Sleeping With the Light On is based on a short story entitled “La Casita,” that appeared in my 2009 book Ni chicha, ni limonada (F y G Editores). I took this sweet autobiographical tale and enlarged it into a chapter book. The major themes of the book deal with family conflicts, war and loss, but since it is for children 6-9, these themes are introduced and dealt with gently. As to your second question: I am not a career writer, so I only write when I have something to say—I published my first novel at age 52. When an idea or a character gets a hold of me that’s when I begin to write. It hasn’t happened in five years because I have nothing to say. This awful covid pandemic, I would say, has almost rendered me mute.
6 Could you tell me any future writing projects? If this is a bit hush-hush ignore this question.
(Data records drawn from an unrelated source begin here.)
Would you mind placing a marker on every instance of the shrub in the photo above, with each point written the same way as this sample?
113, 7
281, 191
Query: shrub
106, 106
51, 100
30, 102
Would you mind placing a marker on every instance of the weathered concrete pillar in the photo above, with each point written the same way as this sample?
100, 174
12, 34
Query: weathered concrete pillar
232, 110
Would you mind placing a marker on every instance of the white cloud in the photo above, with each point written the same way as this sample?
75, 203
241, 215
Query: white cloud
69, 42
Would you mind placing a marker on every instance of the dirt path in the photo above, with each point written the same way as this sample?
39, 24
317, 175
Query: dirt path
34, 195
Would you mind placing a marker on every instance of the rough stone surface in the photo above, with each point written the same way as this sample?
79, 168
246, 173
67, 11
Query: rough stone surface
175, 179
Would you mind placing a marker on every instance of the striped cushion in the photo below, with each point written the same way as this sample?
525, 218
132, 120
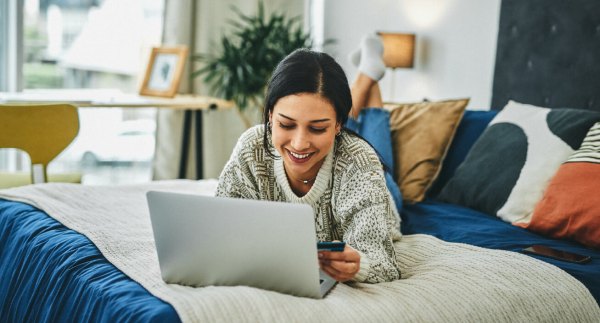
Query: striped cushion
570, 208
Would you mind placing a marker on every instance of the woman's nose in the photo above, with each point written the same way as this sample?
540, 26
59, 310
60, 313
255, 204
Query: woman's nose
300, 141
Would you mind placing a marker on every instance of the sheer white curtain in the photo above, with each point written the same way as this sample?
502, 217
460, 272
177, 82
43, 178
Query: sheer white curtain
178, 30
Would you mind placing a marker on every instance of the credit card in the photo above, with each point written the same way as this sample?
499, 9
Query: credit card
331, 245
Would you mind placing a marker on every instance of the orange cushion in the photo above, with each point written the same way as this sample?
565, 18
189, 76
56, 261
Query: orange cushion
570, 208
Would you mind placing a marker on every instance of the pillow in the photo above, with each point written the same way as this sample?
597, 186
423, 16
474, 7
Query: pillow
421, 135
373, 124
570, 208
472, 124
511, 163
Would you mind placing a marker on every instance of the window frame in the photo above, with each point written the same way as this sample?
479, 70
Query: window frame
11, 48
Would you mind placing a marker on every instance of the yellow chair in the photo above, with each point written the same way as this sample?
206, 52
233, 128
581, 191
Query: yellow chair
43, 132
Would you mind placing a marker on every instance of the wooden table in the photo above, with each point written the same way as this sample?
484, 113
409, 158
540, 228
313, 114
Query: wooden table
193, 105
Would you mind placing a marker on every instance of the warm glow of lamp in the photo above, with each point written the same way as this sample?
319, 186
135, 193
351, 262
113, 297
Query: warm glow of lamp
398, 52
398, 49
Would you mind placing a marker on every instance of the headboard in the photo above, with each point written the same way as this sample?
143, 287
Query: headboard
548, 54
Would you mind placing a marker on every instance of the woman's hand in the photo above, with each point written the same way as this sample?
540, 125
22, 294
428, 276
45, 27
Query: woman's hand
341, 266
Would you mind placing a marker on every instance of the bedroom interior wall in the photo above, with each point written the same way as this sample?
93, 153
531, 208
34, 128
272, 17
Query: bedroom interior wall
455, 55
455, 52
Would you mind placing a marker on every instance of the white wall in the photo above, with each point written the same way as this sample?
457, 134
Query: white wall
456, 44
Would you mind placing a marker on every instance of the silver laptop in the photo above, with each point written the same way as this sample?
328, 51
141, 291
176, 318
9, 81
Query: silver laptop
204, 241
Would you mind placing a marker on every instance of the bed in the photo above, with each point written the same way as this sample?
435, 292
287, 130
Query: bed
86, 253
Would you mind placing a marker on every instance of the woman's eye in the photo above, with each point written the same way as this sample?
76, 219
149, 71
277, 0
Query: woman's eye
286, 126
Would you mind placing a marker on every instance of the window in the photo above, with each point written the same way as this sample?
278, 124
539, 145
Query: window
78, 44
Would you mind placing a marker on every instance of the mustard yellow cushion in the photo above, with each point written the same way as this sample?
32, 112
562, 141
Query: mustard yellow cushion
421, 135
8, 180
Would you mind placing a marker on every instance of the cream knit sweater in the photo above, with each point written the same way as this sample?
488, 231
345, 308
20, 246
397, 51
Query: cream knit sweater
349, 197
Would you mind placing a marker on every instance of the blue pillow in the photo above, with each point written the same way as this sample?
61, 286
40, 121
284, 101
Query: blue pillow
373, 124
471, 126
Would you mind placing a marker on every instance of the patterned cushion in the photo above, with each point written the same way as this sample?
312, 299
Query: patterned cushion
421, 135
508, 168
570, 208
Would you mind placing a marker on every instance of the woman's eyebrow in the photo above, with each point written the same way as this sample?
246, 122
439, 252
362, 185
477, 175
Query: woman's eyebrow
311, 121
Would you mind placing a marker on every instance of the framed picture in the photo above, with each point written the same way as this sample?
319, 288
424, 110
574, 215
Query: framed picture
164, 71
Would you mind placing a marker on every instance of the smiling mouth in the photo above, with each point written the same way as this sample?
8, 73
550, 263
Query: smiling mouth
299, 157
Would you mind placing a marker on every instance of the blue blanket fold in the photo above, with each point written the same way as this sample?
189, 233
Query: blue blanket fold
50, 273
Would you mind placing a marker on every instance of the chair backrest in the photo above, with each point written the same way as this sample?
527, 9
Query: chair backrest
42, 131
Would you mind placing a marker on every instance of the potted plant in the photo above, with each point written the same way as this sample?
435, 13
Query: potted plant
241, 68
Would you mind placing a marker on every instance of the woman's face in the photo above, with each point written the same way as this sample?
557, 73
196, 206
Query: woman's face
304, 128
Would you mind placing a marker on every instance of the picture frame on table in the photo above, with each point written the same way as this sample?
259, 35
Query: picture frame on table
164, 71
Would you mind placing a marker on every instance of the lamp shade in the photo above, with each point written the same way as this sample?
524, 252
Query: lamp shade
398, 49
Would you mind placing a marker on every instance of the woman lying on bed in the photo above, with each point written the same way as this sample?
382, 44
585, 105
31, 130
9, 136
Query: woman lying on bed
303, 154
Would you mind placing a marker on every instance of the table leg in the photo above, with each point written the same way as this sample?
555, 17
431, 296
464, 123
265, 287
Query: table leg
185, 143
199, 146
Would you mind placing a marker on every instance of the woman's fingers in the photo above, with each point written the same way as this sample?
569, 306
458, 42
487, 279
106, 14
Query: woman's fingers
342, 266
336, 274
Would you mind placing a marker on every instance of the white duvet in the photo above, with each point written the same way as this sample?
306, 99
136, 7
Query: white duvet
441, 281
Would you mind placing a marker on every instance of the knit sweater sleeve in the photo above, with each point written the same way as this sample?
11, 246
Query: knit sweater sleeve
369, 224
237, 179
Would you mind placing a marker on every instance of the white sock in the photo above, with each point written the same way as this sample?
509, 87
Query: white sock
354, 57
371, 57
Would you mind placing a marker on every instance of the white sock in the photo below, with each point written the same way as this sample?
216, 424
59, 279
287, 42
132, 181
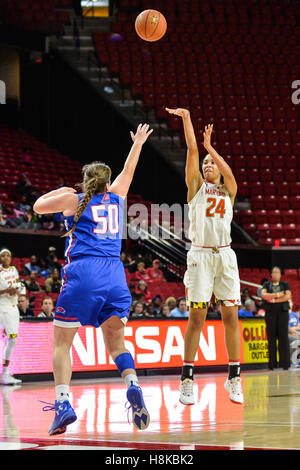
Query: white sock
131, 378
62, 392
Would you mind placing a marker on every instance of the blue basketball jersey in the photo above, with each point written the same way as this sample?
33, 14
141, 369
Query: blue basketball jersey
99, 229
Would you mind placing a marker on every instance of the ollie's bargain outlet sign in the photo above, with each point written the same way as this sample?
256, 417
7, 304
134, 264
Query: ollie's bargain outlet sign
153, 344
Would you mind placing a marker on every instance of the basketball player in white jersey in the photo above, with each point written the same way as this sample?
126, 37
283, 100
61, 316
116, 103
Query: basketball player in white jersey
211, 263
10, 287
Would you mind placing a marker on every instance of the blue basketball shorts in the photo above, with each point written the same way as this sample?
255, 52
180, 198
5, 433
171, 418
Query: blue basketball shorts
93, 289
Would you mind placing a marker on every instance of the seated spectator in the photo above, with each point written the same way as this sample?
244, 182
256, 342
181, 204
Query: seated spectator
294, 336
171, 302
130, 263
142, 288
259, 289
53, 283
157, 304
131, 288
248, 309
27, 221
24, 307
137, 309
155, 272
62, 182
149, 312
32, 266
47, 308
52, 260
48, 222
141, 273
25, 157
165, 312
44, 272
31, 284
22, 206
25, 188
181, 311
2, 219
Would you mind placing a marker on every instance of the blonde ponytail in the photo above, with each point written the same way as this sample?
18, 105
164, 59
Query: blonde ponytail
96, 175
Nothing hush-hush about my new project. I am doing a retranslation of Guatemala Nobelist Miguel Angel Asturias novel El señor presidente. It was written almost one hundred years ago, over a ten-year period when MAA was living in Europe, and is a powerful portrait of a corrupt dictator and how he tramples lives to maintain his power. It gave rise to other dictator novel’s including Garcia Marquez’s The Autumn of the Patriarch; Roa Bastos’s I, The Supreme and Vargas Llosa’s The Feast of the Goat. It first appeared in 1965 translated by Francis Partridge, full of Anglicism’s and lacking the texture of Guatemala and Guatemalan life and history. Penguin Classics will be publishing my translation, with a preface by Mario Vargas Llosa, in 2022. This translation (I have translated 16 books), I hope, will be the apex of my literary life—I am grateful to be bringing this exceptional novel to new audiences and hopefully, it will spurn a reassessment of the work of Guatemala’s only Nobel Prize in Literature.
David Unger was born in Guatemala City in 1950 and now lives in Brooklyn, New York. He is the author of The Price of Escape (Akashic Books, 2011), Para mi, eres divina (Random House Mondadori, Mexico, 2011), Ni chicha, ni limonada (F & G Editores, Guatemala, 2009; Recorded Books, 2010) and Life in the Damn Tropics (Wisconsin University Press, Plaza y Janes (Mexico, 2004), Locus Press (Taiwan, 2007). He has translated sixteen books into English, including works by Nicanor Parra, Silvia Molina, Elena Garro, Barbara Jacobs, Mario Benedetti and Rigoberta Menchu. He is considered one of Guatemala's major living writers even though he writes exclusively in English.